La représentation réserve également une place aux personnages classiques des Mummenschanz, à savoir les mains géantes ou les créatures en forme de tuyaux, qui jouent ici au ballon avec le public (une bonne idée). Quant aux numéros moins réussis, ils sont finalement assez rares, les seuls que je classerais dans cette catégorie étant victimes non pas d’un niveau artistique en deçà, mais d’une durée légèrement trop longue — c’est particulièrement le cas concernant le final du premier acte.
Pour continuer sur les petits bémols, il manque peut-être un ou deux numéros un peu plus spectaculaires, à plus grande échelle. En disant ça, je pense en particulier aux finals des deux parties (j’avoue cependant ne pas pouvoir juger objectivement de la fin du show, un malaise dans la salle ayant causé un certain flottement bien compréhensible).
Les très sympathiques humains-violons pour un petit moment musical au milieu de ce spectacle muet.
[photo de Marco Hartmann, via le dossier de presse]

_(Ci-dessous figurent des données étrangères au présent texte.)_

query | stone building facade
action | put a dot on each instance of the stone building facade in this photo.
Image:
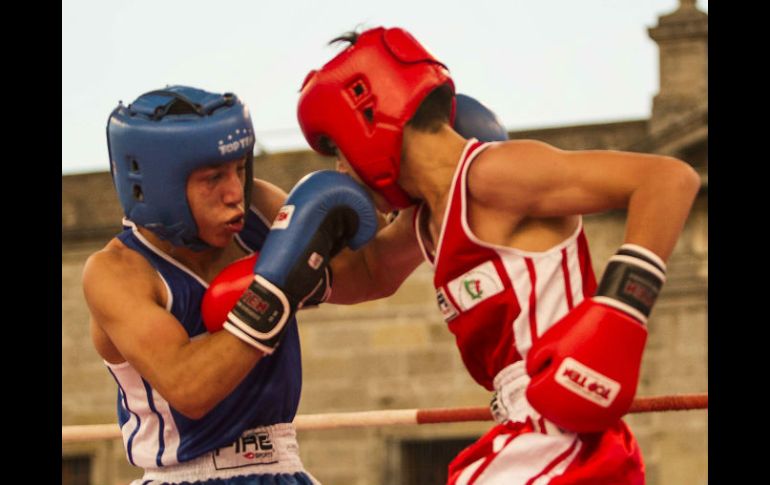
(396, 353)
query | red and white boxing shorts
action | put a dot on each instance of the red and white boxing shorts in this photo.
(525, 449)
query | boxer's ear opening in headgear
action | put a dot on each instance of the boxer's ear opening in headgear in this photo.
(434, 111)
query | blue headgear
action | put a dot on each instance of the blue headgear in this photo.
(159, 139)
(474, 120)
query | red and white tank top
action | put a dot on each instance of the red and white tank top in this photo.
(498, 300)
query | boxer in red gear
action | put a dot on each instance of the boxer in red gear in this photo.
(501, 224)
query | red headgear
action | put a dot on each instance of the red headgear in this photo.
(362, 99)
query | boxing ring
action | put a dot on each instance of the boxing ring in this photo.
(400, 417)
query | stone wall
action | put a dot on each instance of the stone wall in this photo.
(396, 353)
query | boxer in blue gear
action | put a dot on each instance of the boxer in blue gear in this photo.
(195, 406)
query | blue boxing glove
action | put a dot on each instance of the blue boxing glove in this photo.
(475, 120)
(323, 213)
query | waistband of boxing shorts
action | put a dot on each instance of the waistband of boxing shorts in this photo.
(509, 402)
(266, 450)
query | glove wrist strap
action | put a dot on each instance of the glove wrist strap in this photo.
(259, 318)
(632, 281)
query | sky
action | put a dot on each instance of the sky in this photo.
(536, 63)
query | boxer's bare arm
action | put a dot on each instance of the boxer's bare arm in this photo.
(533, 179)
(126, 299)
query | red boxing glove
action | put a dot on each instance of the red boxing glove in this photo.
(227, 287)
(225, 290)
(584, 370)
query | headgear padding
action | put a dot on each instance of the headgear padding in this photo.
(159, 139)
(363, 98)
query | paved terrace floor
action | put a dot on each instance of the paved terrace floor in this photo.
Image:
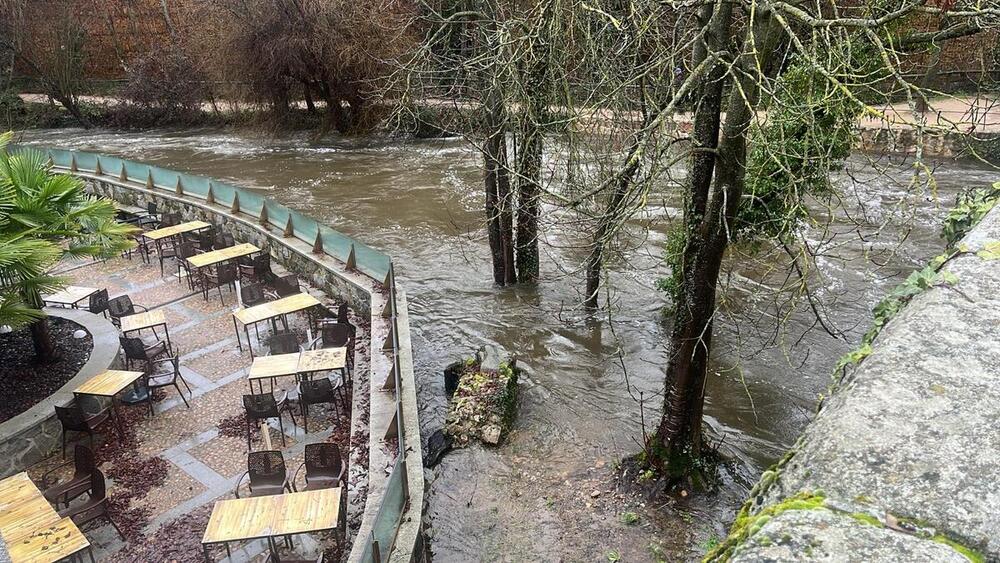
(167, 473)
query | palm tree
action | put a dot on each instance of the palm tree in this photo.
(44, 218)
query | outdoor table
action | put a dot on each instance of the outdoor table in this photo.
(31, 528)
(271, 516)
(222, 255)
(265, 311)
(110, 383)
(147, 319)
(305, 362)
(70, 296)
(167, 232)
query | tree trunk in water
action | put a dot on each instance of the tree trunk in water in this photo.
(499, 217)
(41, 339)
(678, 439)
(529, 171)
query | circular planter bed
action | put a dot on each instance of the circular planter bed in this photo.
(24, 381)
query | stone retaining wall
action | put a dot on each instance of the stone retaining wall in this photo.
(36, 433)
(901, 463)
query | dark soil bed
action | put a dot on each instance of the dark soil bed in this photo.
(23, 380)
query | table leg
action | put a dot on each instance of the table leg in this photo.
(167, 332)
(237, 330)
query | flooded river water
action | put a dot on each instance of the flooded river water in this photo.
(534, 498)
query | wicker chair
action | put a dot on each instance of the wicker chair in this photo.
(324, 467)
(99, 302)
(267, 473)
(264, 406)
(319, 391)
(62, 492)
(164, 373)
(137, 351)
(95, 507)
(72, 419)
(223, 274)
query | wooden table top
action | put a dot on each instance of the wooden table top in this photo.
(175, 230)
(70, 295)
(31, 528)
(273, 515)
(283, 306)
(108, 383)
(50, 544)
(140, 321)
(308, 361)
(222, 255)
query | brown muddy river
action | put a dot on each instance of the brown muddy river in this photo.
(531, 500)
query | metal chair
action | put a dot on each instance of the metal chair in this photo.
(324, 467)
(267, 473)
(337, 335)
(62, 492)
(223, 274)
(252, 294)
(72, 419)
(264, 406)
(137, 351)
(185, 250)
(319, 391)
(283, 343)
(95, 507)
(99, 302)
(165, 379)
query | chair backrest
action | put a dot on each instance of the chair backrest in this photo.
(336, 335)
(314, 391)
(99, 301)
(186, 250)
(135, 348)
(71, 417)
(323, 460)
(83, 461)
(260, 406)
(287, 285)
(98, 490)
(121, 306)
(266, 467)
(227, 273)
(251, 294)
(283, 343)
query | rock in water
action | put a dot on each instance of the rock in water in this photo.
(437, 445)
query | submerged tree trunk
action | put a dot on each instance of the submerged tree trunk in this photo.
(499, 217)
(708, 214)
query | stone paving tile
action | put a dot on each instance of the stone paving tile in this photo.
(166, 429)
(177, 488)
(220, 363)
(205, 333)
(226, 455)
(159, 294)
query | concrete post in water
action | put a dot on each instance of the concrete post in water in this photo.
(318, 244)
(352, 261)
(263, 216)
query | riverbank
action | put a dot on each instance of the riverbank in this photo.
(900, 461)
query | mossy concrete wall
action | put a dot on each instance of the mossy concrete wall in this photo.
(907, 451)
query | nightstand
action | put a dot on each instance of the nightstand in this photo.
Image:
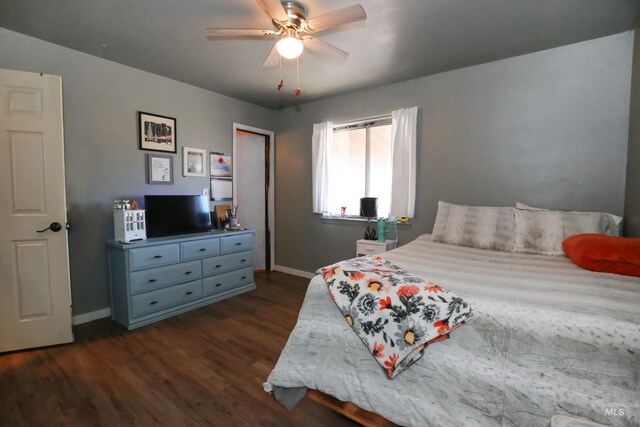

Voilà venu le moment de la conclusion. Je dois dire que je ne savais pas trop à quoi m’attendre en entrant dans le Théâtre du Léman, très peu d’images ayant été publiées pour préserver la surprise visuelle. J’étais un peu inquiet de m’ennuyer devant un spectacle de style art moderne, annoncé comme sans musique et sans fil rouge. Il n’y a effectivement ni musique, ni fil rouge, et en plus de ça un éclairage minimaliste et un rythme assez lent, mais ça ne m’a au final aucunement dérangé. Les Mummenschanz n’ont rien à voir avec une abstraite performance artistique barbante, il s’agit d’un vrai spectacle. C’est très original, très osé et très surprenant de plonger le public dans le silence. Ca permet d’entrer dans cet univers bizarre au rythme planant, véritable signature de la troupe. Malgré tout, je regrette un peu qu’il n’y ait aucune tentative de trouver un certain liant entre les scènes, un semblant d’histoire ou de trame générale, façon Cirque du Soleil. Ca sera là ma seule vraie déception : tout le reste est tout aussi surprenant qu’excellent, des expressions prises par les formes plus ou moins humaines présentées à la manière dont les interprètes arrivent à se dissimuler dans l’ombre de leur alter ego. De plus, les acteurs sont très bons et la recherche sur les costumes et matériaux est remarquable. Ce fut donc un excellent moment passé dans un style assez unique dans le monde du spectacle, que je ne peux que vous recommander.
Bonjour et merci pour l’intéressant retour de notre spectacle.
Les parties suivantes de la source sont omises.